Брент просунул голову в дверь.

– Что-нибудь еще?

– Человек, отдавший приказ о резне, был ковенантором.

13

Не прошло и двадцати минут после ухода Каррадина, как появилась нагруженная цветами, сладостями, книгами, сияющая от радости Марта, но Алан Грант едва обратил на нее внимание, погруженный в события пятнадцатого века в изложении Олифанта. Марта же, надо сказать, не привыкла к такому отношению.

– Если бы твой деверь убил обоих твоих сыновей, приняла бы ты от него пенсию – и довольно приличную?

– Думаю, вопрос чисто риторический, – ответила Марта, освобождаясь от цветов и оглядывая заполненные вазы, чтобы выбрать наиболее подходящую.

– Честное слово, все историки сумасшедшие.

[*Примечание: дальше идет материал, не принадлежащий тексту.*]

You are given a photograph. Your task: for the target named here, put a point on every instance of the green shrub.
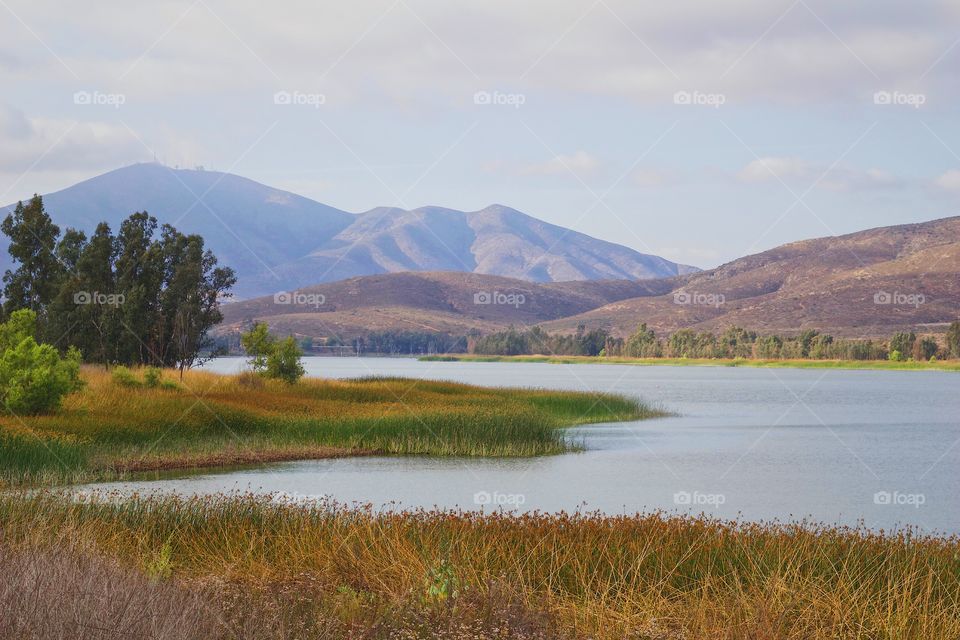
(152, 377)
(123, 377)
(270, 357)
(283, 362)
(33, 377)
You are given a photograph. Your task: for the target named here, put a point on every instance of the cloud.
(795, 170)
(59, 144)
(772, 168)
(806, 52)
(579, 163)
(651, 178)
(950, 180)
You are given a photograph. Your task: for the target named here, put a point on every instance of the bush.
(250, 380)
(152, 377)
(283, 362)
(272, 358)
(33, 377)
(123, 377)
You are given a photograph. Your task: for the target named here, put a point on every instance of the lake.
(877, 448)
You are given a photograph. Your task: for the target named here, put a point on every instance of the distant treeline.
(735, 342)
(146, 294)
(376, 342)
(409, 342)
(537, 341)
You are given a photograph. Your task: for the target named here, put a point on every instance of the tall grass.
(645, 576)
(109, 429)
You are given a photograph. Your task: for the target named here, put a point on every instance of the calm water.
(881, 447)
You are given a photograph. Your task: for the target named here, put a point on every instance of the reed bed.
(360, 573)
(109, 430)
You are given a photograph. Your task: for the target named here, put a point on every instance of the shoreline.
(108, 430)
(873, 365)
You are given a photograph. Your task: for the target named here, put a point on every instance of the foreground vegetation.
(245, 566)
(117, 423)
(943, 365)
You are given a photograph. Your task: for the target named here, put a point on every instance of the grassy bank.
(940, 365)
(108, 429)
(248, 567)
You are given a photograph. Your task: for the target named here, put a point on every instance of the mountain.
(277, 240)
(248, 225)
(442, 302)
(865, 284)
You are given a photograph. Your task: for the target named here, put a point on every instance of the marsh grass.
(581, 575)
(115, 426)
(911, 365)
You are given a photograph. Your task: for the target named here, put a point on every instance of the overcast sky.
(700, 131)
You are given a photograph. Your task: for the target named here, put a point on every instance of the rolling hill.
(277, 240)
(870, 283)
(441, 302)
(865, 284)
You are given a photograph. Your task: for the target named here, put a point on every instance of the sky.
(699, 131)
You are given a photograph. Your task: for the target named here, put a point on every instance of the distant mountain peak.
(277, 240)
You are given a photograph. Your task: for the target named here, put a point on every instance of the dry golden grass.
(109, 428)
(579, 576)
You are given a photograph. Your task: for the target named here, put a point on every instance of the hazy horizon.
(698, 133)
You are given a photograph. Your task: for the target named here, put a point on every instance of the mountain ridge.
(278, 240)
(849, 286)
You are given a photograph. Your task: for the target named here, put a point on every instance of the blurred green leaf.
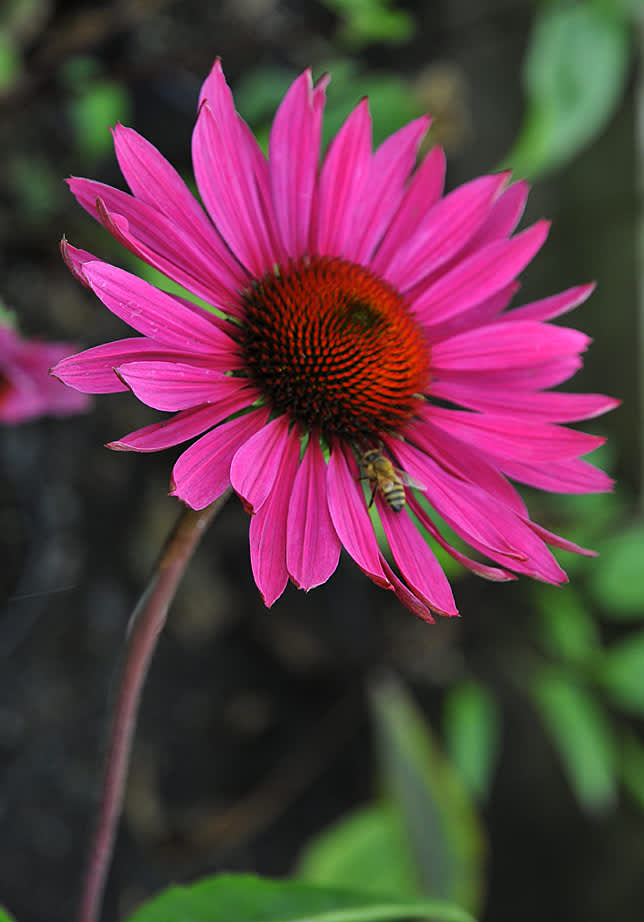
(574, 77)
(439, 817)
(10, 61)
(621, 672)
(100, 104)
(566, 626)
(632, 767)
(582, 735)
(472, 734)
(366, 21)
(617, 580)
(245, 898)
(367, 850)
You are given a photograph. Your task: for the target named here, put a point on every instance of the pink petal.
(416, 562)
(573, 475)
(466, 508)
(506, 345)
(504, 216)
(487, 311)
(257, 463)
(155, 181)
(224, 163)
(157, 314)
(458, 458)
(481, 569)
(444, 230)
(92, 371)
(147, 233)
(185, 425)
(424, 190)
(389, 170)
(405, 595)
(533, 377)
(511, 439)
(312, 546)
(294, 152)
(175, 385)
(557, 541)
(268, 533)
(479, 276)
(75, 259)
(554, 306)
(202, 472)
(554, 407)
(489, 526)
(342, 184)
(349, 514)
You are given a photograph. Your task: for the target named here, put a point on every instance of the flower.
(357, 309)
(27, 390)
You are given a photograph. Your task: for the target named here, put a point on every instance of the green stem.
(146, 623)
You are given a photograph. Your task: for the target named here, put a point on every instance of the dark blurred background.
(255, 729)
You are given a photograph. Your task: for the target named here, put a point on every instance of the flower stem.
(145, 625)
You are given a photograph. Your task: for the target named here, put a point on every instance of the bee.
(385, 478)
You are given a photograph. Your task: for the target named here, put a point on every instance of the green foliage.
(582, 734)
(566, 627)
(96, 104)
(391, 101)
(366, 21)
(438, 815)
(245, 898)
(617, 582)
(367, 850)
(472, 734)
(620, 671)
(632, 767)
(574, 76)
(10, 61)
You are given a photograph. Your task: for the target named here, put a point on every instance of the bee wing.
(410, 481)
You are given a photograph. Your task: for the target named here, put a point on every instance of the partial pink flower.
(357, 308)
(27, 390)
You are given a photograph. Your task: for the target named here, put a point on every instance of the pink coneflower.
(27, 390)
(358, 309)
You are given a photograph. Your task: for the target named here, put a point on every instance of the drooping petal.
(312, 545)
(93, 372)
(202, 472)
(495, 574)
(268, 528)
(294, 152)
(212, 275)
(479, 276)
(555, 407)
(257, 464)
(343, 176)
(174, 385)
(415, 560)
(349, 515)
(157, 314)
(573, 475)
(554, 306)
(500, 346)
(183, 426)
(461, 460)
(509, 439)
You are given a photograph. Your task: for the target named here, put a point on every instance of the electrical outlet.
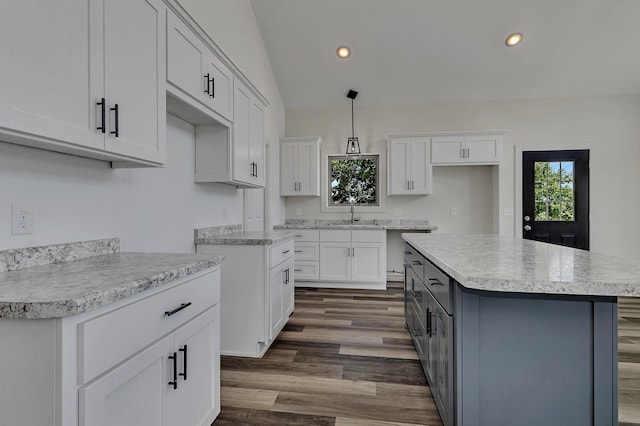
(21, 219)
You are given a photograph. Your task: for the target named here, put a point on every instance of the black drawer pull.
(116, 110)
(174, 383)
(178, 309)
(184, 362)
(103, 115)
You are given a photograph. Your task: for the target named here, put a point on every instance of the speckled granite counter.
(69, 279)
(234, 235)
(505, 264)
(387, 224)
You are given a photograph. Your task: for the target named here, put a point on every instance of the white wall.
(608, 125)
(148, 209)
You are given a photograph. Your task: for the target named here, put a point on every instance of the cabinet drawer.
(335, 235)
(415, 260)
(307, 234)
(439, 284)
(307, 270)
(307, 251)
(368, 236)
(105, 341)
(277, 254)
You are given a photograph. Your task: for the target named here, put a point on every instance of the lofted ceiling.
(426, 51)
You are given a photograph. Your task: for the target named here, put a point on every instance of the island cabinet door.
(135, 393)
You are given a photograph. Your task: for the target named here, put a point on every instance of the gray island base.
(516, 332)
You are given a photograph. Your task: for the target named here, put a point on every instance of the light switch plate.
(21, 219)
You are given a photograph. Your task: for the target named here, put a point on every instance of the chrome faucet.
(353, 219)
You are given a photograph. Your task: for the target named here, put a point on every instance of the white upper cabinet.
(467, 148)
(408, 165)
(234, 155)
(52, 87)
(195, 75)
(300, 166)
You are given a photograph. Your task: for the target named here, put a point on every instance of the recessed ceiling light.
(343, 52)
(514, 39)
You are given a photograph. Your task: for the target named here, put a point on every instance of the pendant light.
(353, 145)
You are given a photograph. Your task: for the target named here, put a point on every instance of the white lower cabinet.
(185, 364)
(117, 365)
(341, 258)
(257, 295)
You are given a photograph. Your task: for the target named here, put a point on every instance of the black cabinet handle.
(116, 109)
(103, 113)
(174, 383)
(178, 309)
(207, 83)
(184, 362)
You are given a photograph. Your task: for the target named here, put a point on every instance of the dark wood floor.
(345, 358)
(629, 361)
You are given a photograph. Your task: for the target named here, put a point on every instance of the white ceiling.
(424, 51)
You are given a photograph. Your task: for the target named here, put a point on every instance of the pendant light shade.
(353, 145)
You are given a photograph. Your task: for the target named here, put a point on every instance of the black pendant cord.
(352, 121)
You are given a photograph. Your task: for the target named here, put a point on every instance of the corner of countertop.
(15, 259)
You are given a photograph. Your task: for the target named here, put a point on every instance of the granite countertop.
(507, 264)
(384, 224)
(233, 235)
(69, 279)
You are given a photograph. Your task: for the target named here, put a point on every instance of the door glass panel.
(554, 191)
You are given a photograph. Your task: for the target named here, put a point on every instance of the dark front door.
(555, 197)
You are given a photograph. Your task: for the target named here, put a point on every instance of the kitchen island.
(516, 332)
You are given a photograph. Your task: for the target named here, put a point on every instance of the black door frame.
(582, 157)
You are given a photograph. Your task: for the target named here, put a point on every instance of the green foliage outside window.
(554, 192)
(353, 180)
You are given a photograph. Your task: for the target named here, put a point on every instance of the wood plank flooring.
(629, 361)
(345, 358)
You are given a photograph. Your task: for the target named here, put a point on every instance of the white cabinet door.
(197, 398)
(256, 142)
(335, 261)
(420, 165)
(186, 57)
(243, 170)
(447, 149)
(466, 149)
(399, 167)
(134, 77)
(276, 287)
(218, 88)
(135, 393)
(288, 293)
(409, 166)
(288, 169)
(484, 149)
(44, 90)
(300, 166)
(368, 262)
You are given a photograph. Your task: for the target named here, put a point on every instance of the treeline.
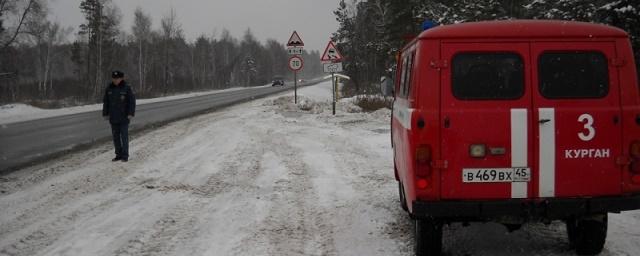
(39, 64)
(371, 31)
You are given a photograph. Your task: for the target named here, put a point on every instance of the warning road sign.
(295, 40)
(296, 63)
(331, 53)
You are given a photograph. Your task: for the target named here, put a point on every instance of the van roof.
(523, 29)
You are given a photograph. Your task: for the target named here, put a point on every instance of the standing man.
(119, 106)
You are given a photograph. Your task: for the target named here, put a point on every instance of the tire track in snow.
(182, 223)
(32, 228)
(295, 224)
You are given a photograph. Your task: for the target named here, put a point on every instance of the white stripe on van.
(547, 152)
(402, 112)
(519, 145)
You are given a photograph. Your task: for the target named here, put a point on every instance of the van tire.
(428, 237)
(588, 234)
(403, 197)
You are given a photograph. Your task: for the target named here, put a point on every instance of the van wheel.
(588, 234)
(428, 237)
(403, 198)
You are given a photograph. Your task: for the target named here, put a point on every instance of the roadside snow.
(267, 177)
(13, 113)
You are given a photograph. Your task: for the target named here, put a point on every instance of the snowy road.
(261, 178)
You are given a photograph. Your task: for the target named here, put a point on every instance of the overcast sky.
(313, 19)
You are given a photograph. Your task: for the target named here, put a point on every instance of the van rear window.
(573, 75)
(488, 76)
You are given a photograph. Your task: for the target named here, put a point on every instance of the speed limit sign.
(296, 63)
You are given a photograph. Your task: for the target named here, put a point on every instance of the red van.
(515, 122)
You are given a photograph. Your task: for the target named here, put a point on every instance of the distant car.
(277, 81)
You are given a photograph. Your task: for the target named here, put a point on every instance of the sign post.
(332, 60)
(296, 62)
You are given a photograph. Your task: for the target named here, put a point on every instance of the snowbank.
(13, 113)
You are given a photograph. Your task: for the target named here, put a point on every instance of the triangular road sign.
(331, 53)
(295, 40)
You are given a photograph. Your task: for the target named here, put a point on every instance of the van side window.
(403, 77)
(573, 75)
(409, 79)
(488, 76)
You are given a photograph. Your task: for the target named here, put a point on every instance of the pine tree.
(100, 29)
(142, 32)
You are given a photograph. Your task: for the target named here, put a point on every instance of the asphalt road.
(29, 142)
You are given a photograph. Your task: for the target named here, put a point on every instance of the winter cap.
(117, 74)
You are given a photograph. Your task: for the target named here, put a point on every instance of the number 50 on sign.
(296, 63)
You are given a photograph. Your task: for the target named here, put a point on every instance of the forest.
(372, 31)
(45, 64)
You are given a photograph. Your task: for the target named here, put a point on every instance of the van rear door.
(486, 103)
(578, 115)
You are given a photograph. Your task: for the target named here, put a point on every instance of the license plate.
(494, 175)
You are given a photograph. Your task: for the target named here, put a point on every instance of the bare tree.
(12, 8)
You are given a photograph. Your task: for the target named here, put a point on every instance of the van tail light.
(422, 184)
(423, 160)
(634, 152)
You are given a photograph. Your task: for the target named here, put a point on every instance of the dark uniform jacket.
(119, 102)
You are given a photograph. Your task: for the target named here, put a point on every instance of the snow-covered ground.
(261, 178)
(12, 113)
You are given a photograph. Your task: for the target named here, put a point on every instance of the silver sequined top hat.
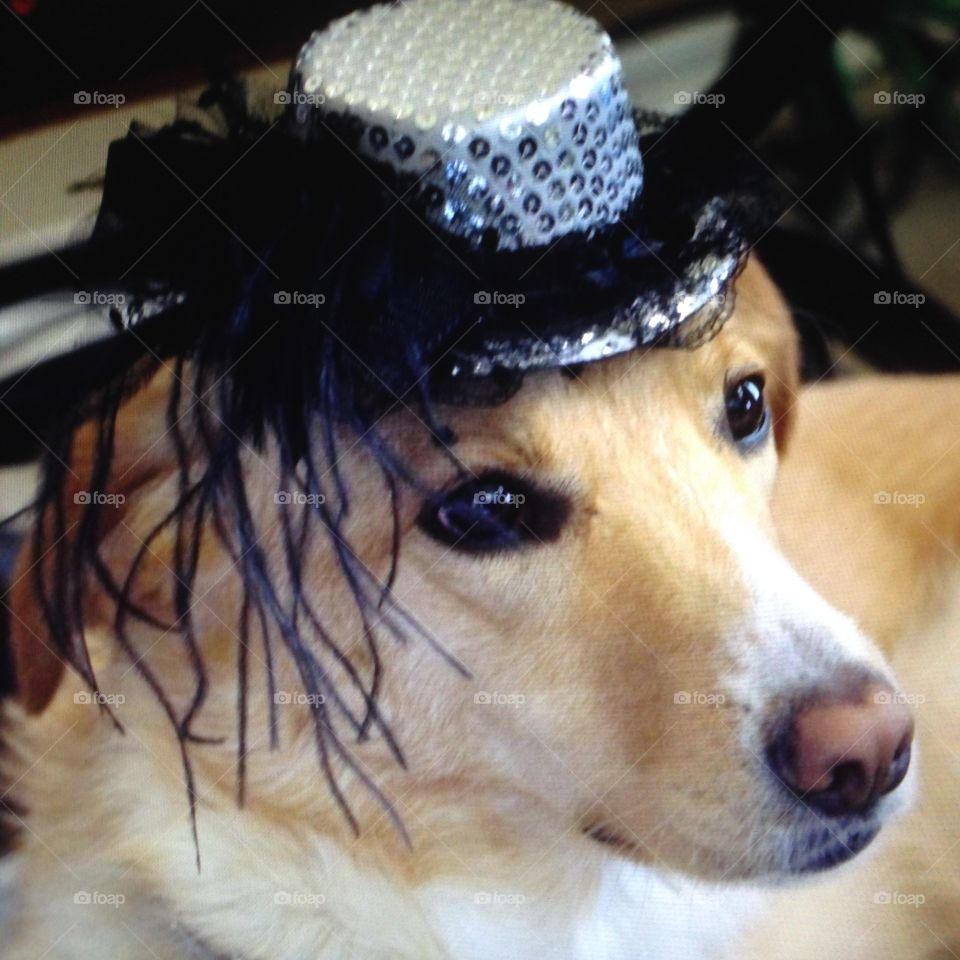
(511, 113)
(505, 123)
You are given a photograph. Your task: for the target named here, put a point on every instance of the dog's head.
(644, 669)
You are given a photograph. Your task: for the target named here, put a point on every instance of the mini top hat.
(508, 124)
(457, 192)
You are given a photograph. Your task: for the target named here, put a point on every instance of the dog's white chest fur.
(633, 913)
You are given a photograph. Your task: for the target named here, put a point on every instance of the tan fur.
(641, 598)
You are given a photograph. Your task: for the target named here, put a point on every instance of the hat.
(457, 192)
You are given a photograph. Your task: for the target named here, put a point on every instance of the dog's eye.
(746, 412)
(494, 511)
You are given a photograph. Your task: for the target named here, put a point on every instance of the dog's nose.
(841, 755)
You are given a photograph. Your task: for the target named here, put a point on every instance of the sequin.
(469, 91)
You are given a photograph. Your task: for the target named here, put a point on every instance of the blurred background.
(854, 107)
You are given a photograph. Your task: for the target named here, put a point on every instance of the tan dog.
(651, 685)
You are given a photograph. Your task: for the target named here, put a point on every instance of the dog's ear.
(768, 325)
(38, 666)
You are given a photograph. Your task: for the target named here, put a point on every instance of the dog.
(634, 723)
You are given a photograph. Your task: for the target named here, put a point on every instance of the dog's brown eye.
(746, 411)
(494, 511)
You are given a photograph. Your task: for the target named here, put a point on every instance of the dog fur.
(667, 579)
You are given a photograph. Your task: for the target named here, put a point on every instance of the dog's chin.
(806, 851)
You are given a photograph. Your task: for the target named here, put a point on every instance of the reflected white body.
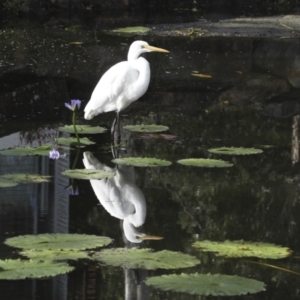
(123, 83)
(120, 196)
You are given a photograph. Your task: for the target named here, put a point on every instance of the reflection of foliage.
(243, 249)
(225, 204)
(16, 6)
(58, 241)
(207, 284)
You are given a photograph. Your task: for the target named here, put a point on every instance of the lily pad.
(235, 151)
(142, 162)
(207, 284)
(9, 180)
(243, 249)
(21, 151)
(7, 183)
(55, 254)
(135, 29)
(146, 259)
(146, 128)
(13, 269)
(73, 141)
(87, 174)
(205, 162)
(58, 241)
(82, 129)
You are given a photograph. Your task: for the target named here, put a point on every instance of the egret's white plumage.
(123, 83)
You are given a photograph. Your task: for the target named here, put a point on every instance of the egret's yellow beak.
(154, 49)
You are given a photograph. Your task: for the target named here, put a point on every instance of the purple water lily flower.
(75, 103)
(54, 154)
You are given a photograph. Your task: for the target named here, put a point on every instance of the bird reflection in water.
(121, 197)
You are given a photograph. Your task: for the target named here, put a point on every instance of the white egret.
(121, 197)
(123, 83)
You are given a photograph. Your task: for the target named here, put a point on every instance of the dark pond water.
(250, 101)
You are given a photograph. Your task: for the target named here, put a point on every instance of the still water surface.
(255, 200)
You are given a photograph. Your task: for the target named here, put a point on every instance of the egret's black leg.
(113, 129)
(119, 128)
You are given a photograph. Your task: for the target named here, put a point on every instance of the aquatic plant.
(54, 154)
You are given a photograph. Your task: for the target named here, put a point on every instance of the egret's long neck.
(142, 83)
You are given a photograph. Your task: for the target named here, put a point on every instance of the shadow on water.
(250, 101)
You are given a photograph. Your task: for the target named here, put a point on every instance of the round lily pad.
(7, 183)
(145, 259)
(146, 128)
(243, 249)
(55, 254)
(58, 241)
(82, 129)
(207, 284)
(73, 141)
(22, 151)
(235, 151)
(15, 269)
(205, 162)
(87, 174)
(134, 29)
(142, 162)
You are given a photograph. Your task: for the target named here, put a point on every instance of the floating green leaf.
(243, 249)
(7, 183)
(142, 162)
(82, 129)
(55, 254)
(87, 174)
(11, 269)
(58, 241)
(146, 259)
(9, 180)
(20, 151)
(73, 141)
(205, 162)
(146, 128)
(235, 151)
(135, 29)
(207, 284)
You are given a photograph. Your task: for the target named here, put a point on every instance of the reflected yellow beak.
(150, 237)
(151, 48)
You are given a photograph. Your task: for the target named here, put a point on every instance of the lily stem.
(75, 129)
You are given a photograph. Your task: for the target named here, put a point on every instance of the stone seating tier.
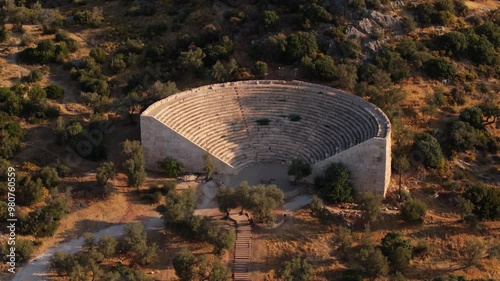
(222, 120)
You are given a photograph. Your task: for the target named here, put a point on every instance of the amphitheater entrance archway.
(265, 173)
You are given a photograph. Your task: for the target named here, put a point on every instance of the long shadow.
(84, 226)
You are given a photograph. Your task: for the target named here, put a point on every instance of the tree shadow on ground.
(83, 226)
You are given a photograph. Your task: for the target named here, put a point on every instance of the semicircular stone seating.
(223, 119)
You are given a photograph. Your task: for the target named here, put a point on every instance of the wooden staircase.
(242, 248)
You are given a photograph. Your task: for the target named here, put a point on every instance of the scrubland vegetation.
(72, 68)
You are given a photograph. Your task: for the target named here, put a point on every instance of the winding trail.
(37, 268)
(242, 248)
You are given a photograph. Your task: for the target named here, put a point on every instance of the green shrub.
(351, 275)
(440, 69)
(428, 150)
(300, 44)
(398, 250)
(294, 117)
(473, 116)
(486, 201)
(260, 69)
(271, 19)
(295, 269)
(54, 92)
(90, 18)
(117, 63)
(98, 54)
(391, 61)
(34, 75)
(413, 211)
(335, 184)
(171, 167)
(263, 121)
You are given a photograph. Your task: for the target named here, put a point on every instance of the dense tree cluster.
(86, 140)
(427, 151)
(177, 213)
(45, 52)
(476, 44)
(171, 167)
(27, 102)
(335, 184)
(92, 260)
(43, 221)
(189, 266)
(260, 200)
(11, 135)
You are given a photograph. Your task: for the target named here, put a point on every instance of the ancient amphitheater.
(309, 121)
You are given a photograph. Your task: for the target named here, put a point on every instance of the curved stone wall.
(316, 123)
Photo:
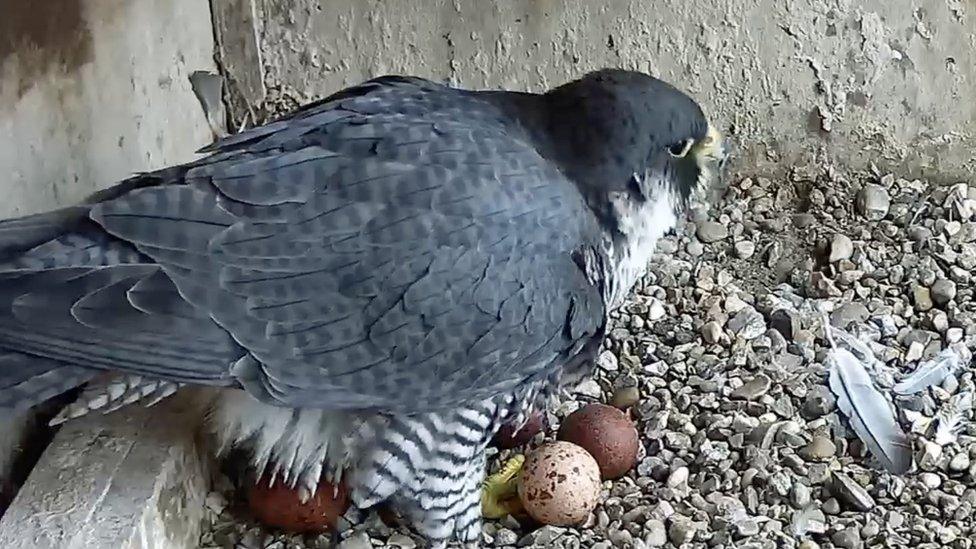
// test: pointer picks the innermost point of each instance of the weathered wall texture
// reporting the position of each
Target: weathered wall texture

Вы только послушайте: «Трудно объяснить поведение вдовствующей королевы. То ли она боялась, что к ней применят силу, то ли ей надоело пребывание в Вестминстере, то ли ей вообще все надоело, но она решила воссоединиться с убийцей своих детей».

– Боже милостивый! – только и выговорила Марта, застыв на месте с фаянсовым кувшином в одной руке и стеклянным цилиндром в другой. Она подозрительно посмотрела на него.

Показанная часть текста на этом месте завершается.